What welcomed us after that dreadful climb was worth all my ‘effort’. Serenity and majestic mountains filled my eyes. I marveled at God’s creation and I breathed in a deep sense of tranquility, “God, indeed great is your faithfulness for they are new every morning.”


The next few days were teachings, preaching, working in the field, helping to build a green house for the ‘food for every family’ project and of course helping out in the kitchen. We had dhal bhat (it is rice and vegetable and a dhal curry) everyday, for almost all the meals except a bit of variety along the way. Thanks to our sisters who insisted in helping out in the kitchen and suggesting some new things that we would like to try (just to break the routine). But I have to admit that I got to love those dhal bhat because I realized that I got lighter and healthier with less meat and lots of exercise.

The Nepalese are very gentle people. Their culture are quite similar with the Indians with a mixture of Chinese (you don’t believe this; this is because they are next to Tibet). Their hearts are open but bound by tradition and religious piety.


But for the few who have accepted the Lord, they are fearless in presenting the gospel in the face of persecution and a hard ground to plough. Yet they relentlessly and diligently ministering out of love for their own people. In comparison with what we have here in the so-called civility, our church has fallen into contemplation which any changes may mean crucifixion on the cross.

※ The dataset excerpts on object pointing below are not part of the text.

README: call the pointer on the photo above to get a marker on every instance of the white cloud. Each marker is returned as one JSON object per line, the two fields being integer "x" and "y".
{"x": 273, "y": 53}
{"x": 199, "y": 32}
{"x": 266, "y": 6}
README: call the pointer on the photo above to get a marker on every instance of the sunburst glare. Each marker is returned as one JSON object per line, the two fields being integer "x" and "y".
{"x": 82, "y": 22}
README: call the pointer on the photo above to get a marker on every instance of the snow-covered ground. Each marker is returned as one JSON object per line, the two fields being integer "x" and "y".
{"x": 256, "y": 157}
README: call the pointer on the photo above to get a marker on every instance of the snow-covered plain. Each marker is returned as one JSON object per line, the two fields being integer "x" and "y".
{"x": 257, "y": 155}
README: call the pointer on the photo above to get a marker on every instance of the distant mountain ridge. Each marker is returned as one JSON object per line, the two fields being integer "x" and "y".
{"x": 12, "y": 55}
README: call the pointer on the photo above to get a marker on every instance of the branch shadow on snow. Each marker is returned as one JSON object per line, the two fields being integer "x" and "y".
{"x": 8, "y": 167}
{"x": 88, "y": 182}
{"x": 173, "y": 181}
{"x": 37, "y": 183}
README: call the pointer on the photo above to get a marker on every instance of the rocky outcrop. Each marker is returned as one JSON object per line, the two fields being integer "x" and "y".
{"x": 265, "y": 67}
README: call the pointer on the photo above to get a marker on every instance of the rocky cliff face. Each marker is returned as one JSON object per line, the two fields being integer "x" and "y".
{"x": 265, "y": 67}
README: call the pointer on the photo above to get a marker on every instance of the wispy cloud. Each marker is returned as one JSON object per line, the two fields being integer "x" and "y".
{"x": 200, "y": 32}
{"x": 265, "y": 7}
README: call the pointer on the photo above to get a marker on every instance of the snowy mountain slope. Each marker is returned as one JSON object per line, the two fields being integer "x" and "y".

If there is one thing I have learnt, it is their fervent prayer and total dependence on our Lord Jesus Christ. They have nothing much, yet much is given. When they do not have, they lean on the Provider; when they suffer, they draw from Comforter; when they are in lack, they call on the Great Shepherd. What a faith they have; a practical faith in their lives. May God continue to bless our brethren in Nepal and raise up many more churches to bring the good news to those in need. Amen!